Taking Annette Tapert’s biography as its inspiration, the play opens in 1993, the year of Lazar’s death. Swifty (David Wohl) — a name Lazar despised, by the way — is planning the Spago party for the first time since the death of his wife Mary, just a few months before. He is also regaling Annette Tapert (Linda Gehringer), on assignment from Vanity Fair, with stories of the good ol’ days.
Hart relates Lazar’s saga by shifting between present gripes and embellished reminiscences. It’s not a particularly unusual tale: Poor Jewish kid from Gotham’s Lower East Side grows up to become big-shot Hollywood maven with all the trappings of success. There are, however, a few unusual twists, even if their veracity remains unclear. Lazar’s years in the Army and his encounters with Gen. Hap Arnold, for instance, provide some zip to an often dreary evening.
But Hart’s attempts to get at deeper issues by introducing two Lazar associates, the golddigging Alicia Kwan (Karen Lew) and the potentially backstabbing Alan Nevins (Scoot Powell), fall flat. There’s nothing tragic in watching someone take advantage of a fellow as unappealing as Swifty.
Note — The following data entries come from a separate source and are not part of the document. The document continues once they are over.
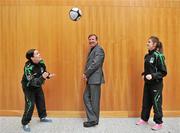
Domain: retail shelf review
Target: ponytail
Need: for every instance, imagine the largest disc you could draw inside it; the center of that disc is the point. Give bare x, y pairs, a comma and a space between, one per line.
159, 45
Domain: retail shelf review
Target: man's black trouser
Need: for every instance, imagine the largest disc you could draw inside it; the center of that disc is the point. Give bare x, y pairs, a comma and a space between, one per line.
33, 96
152, 97
91, 98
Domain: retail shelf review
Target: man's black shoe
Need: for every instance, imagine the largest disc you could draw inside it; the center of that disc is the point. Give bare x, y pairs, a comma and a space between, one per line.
90, 123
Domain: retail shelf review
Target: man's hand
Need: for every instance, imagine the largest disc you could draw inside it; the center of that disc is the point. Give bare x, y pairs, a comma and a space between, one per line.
149, 77
51, 75
84, 77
Play might work better as a one-man show. Certainly that would allow the Lazar character to connect more with the audience. He might even be able to charm theatergoers the way he obviously did Tapert and Hart.
Wohl offers up a honed, engaging perf and has the requisite charisma for this task, though a solo outing would smooth the play’s herky-jerky structure. A better director might be able to ease some of the rough transitions, but the shifts from one era and locale to another with nary a costume change are always going to present problems.
Gehringer, a fine actress who resembles Kathleen Turner, slobbers over Swifty as though he were some Old Testament prophet. As sycophants, Lew and Powell are just plain weak. And the rest of the supporting cast is largely indifferent, with a notable exception: Stephen Mo Hanan, whose Milton Berle in one long, enlightening and humorous scene elevates this work to a genuinely impressive pinnacle.
Were Hart to turn that Swifty-Miltie encounter into a play a la “My Dinner With Andre,” he might really achieve something worthy of attention.